全固体電池を治具で固定した実験の様子(左が治具あり)
全固体電池を治具で固定した実験の様子(左が治具あり)

 個別の課題もあります。硫化物系では、硫化水素が発生する危険性の回避が必須です。今後EV搭載が見込まれる硫化物系全固体電池では、交通事故の際の安全性確保が喫緊の課題といえます。

 一方、酸化物系全固体電池では、高温で焼成することで活物質と電解質を接合して電池をつくる必要があります。そのため、熱によって活物質と電解質とが反応・分解しないことも求められます。

全固体電池研究の現在地

 産総研ではこうした課題の解決をめざし、材料の探求から量産技術につながるものまで、さまざまな研究を行っています。

 最も実用化が近いのは硫化物系全固体電池です。EVへの活用を想定してより優れた材料を探しています。現在は、交通事故の際でも安全な電池をつくるために、硫化水素が発生しにくく、イオン伝導率の高い固体電解質材料開発に取り組んでいます。

 全固体電池をEVで使うには電池の量産が必須です。現在、LIBはシート状の正負極を重ねて作りますが、全固体電池も同様の方法で作ることができれば量産に近づきます。産総研では全固体電池用電極をシート化する時に発生する課題を解決するための研究を進めています。大切なのは、現実に使う形での課題を探すことです。

 産総研は現在の次の段階を視野に入れて評価することも重要な役割だととらえています。

 材料としての評価や片方の極(正極または負極)だけの評価ではなく、実際の電池と同じく正極と負極から構成される全固体電池(フルセル電池)の評価をとおして、これまで見えてこなかった性能や課題を具体的に指摘することで、可能性を広げていきます。

 一方、酸化物系では、もともと硫化物系より材料のイオン伝導率が低いこともあるので、少しでもイオン伝導率の高い材料の探索が続いています。

 また酸化物系材料で重要な条件は、「熱で変化しない」こと。一般に酸化物系は硬いため、活物質と電解質を接合して界面を作るには、セラミックス技術を応用して高温で焼結しなくてはなりません。そこで、焼結しても反応しない活物質と電解質の組み合わせを探しています。また電極と反応しない低温や室温においても界面を接合できる技術も開発しています。

 大きなサイズでの焼結も難しい点です。候補材料はまだ少なく、限られた材料の中で、エネルギー密度を高め、寿命を延ばし、車に搭載したときの航続距離につながる組み合わせを試行錯誤しています。

全固体電池は産業を支える礎となれるか

電池寿命、不燃性などの利点を生かして

 全固体電池が実用化し、普及すると、どのようなインパクトを日本の産業に与えるでしょうか。
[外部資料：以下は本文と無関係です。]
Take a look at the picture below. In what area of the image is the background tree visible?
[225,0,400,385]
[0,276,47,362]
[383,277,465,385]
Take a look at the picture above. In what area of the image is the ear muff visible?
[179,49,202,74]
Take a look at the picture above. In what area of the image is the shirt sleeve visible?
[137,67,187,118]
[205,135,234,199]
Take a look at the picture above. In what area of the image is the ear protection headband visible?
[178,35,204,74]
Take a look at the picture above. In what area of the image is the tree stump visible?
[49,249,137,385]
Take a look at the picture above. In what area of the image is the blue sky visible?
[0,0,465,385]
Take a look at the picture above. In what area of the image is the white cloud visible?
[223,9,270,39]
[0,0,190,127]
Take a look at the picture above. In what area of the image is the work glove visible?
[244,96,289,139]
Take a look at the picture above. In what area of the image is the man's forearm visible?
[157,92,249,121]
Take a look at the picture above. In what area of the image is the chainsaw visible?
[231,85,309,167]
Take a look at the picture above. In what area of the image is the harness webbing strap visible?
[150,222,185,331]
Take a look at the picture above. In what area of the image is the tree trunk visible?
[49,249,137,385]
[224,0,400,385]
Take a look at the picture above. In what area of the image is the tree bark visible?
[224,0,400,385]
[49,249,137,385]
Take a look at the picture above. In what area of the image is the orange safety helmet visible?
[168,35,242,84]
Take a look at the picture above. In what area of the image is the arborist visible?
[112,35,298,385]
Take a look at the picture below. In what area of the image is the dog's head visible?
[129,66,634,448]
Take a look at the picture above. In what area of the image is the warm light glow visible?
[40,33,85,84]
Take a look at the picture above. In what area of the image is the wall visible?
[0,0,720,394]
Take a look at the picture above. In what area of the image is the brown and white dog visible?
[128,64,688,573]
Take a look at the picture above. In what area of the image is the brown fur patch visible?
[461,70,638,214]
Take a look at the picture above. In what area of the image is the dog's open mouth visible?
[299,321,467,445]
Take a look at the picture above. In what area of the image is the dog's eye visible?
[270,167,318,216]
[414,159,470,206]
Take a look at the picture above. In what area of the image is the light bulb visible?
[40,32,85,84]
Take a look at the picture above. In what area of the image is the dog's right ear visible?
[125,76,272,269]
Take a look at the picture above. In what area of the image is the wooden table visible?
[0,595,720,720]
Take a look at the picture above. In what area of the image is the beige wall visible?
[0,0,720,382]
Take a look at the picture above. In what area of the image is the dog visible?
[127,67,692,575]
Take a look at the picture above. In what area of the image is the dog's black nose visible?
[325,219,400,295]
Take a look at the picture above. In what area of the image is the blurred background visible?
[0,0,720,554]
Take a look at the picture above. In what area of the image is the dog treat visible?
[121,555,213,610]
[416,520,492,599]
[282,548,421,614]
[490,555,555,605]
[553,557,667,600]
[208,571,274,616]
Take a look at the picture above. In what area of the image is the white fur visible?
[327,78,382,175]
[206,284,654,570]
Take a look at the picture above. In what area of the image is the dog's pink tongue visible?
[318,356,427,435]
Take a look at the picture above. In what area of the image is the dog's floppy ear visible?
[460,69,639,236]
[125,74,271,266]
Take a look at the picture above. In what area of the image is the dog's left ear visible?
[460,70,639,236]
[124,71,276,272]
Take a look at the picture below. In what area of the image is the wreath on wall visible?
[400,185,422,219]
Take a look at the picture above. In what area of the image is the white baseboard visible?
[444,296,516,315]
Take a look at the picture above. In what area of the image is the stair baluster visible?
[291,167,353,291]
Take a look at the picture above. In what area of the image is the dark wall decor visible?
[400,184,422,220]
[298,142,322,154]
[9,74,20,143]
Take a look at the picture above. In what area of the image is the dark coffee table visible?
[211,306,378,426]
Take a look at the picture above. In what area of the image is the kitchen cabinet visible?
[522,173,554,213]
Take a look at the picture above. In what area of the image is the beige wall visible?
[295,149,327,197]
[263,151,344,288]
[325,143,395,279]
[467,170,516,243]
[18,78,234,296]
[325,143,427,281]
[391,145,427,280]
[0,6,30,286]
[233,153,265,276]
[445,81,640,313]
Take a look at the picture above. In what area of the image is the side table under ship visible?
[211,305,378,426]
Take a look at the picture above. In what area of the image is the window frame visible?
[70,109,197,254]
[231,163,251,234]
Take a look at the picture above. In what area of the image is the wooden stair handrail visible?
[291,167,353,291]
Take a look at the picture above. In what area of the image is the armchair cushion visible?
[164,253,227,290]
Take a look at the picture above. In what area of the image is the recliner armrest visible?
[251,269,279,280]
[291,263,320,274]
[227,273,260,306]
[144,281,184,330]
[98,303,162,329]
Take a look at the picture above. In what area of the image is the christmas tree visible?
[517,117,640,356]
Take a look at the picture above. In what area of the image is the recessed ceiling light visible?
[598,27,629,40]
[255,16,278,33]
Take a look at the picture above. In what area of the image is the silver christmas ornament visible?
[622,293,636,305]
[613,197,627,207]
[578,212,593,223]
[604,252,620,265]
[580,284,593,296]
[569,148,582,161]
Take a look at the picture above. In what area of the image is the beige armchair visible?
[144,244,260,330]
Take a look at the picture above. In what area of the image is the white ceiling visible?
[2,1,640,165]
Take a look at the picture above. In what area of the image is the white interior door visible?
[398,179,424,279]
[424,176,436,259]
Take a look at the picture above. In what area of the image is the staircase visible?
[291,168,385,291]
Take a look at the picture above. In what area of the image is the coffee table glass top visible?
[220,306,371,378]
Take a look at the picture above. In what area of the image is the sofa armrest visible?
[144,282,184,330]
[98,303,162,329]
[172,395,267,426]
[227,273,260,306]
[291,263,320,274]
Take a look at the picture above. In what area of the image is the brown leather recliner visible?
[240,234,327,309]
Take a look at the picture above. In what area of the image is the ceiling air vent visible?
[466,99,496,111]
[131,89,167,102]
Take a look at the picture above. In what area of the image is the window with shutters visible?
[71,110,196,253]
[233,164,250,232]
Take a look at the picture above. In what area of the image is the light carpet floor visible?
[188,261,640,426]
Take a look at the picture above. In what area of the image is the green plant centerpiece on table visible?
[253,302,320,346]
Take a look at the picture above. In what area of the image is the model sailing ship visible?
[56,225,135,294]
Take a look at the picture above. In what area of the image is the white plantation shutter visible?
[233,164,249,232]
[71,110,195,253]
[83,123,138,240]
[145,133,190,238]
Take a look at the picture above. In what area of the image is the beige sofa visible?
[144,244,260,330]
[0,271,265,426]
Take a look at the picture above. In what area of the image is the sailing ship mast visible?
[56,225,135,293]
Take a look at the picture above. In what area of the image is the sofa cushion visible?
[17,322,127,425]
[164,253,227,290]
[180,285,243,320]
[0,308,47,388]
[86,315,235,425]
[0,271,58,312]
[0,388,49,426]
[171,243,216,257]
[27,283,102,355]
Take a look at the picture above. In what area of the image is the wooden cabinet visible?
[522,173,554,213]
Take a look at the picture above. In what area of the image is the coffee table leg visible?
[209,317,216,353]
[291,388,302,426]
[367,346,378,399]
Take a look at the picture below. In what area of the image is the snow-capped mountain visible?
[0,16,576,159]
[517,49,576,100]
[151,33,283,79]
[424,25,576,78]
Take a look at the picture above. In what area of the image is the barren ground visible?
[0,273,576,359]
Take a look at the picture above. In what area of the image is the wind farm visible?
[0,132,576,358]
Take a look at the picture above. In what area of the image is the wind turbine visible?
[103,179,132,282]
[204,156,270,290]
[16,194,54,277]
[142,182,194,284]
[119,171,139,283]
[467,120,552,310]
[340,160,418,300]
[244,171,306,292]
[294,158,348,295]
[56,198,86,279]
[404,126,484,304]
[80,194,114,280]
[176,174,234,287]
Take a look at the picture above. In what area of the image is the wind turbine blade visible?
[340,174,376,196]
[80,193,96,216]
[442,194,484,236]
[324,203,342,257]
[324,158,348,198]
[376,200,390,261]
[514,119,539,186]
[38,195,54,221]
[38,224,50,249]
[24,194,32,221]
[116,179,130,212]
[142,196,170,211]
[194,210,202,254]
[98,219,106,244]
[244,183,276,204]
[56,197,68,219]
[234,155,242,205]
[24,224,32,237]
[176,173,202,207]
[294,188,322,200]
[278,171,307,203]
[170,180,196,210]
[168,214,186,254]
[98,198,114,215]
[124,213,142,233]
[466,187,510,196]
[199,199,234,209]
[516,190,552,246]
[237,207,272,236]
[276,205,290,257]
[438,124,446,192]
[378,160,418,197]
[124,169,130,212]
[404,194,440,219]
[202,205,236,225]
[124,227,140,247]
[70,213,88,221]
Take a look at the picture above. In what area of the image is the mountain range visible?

 EV用として世界中で開発競争が激化する中、日本はそれに後れを取らず、製造、供給できる体制を整えておかなくてはなりません。全固体電池は産業を支える基本技術の一つになるからです。

 そのうえで、全固体電池によって電池寿命が十分に延びれば、多方面への波及効果が期待できます。例えばEVを住宅や都市の電源としても使うV to H (Vehicle to Home)、V to G (Vehicle to Grid)の構想では、EVが充放電を繰り返すことにより電池の劣化が進むことが一つのネックでしたが、それが解決する可能性があります。また全固体電池は不燃性であるため、ドローンや将来の空飛ぶ車など、空中移動体への搭載も考えられます。

 EV以外では、IoT分野があります。特に酸化物系全固体電池向きの分野で、小型デバイスの電源などとして用いられることで市場が拡大するでしょう。

多方面からの参入を支援し、日本発の製品を

 全固体電池に関心を抱いているのは自動車メーカー、電池メーカーに限りません。材料、半導体、セラミックなど、さまざまなメーカーがあります。各社の独自の強み、技術を全固体電池の開発にどう生かしていくか、産総研はそうした相談に乗り、必要に応じて連携することにも積極的に取り組んでいます。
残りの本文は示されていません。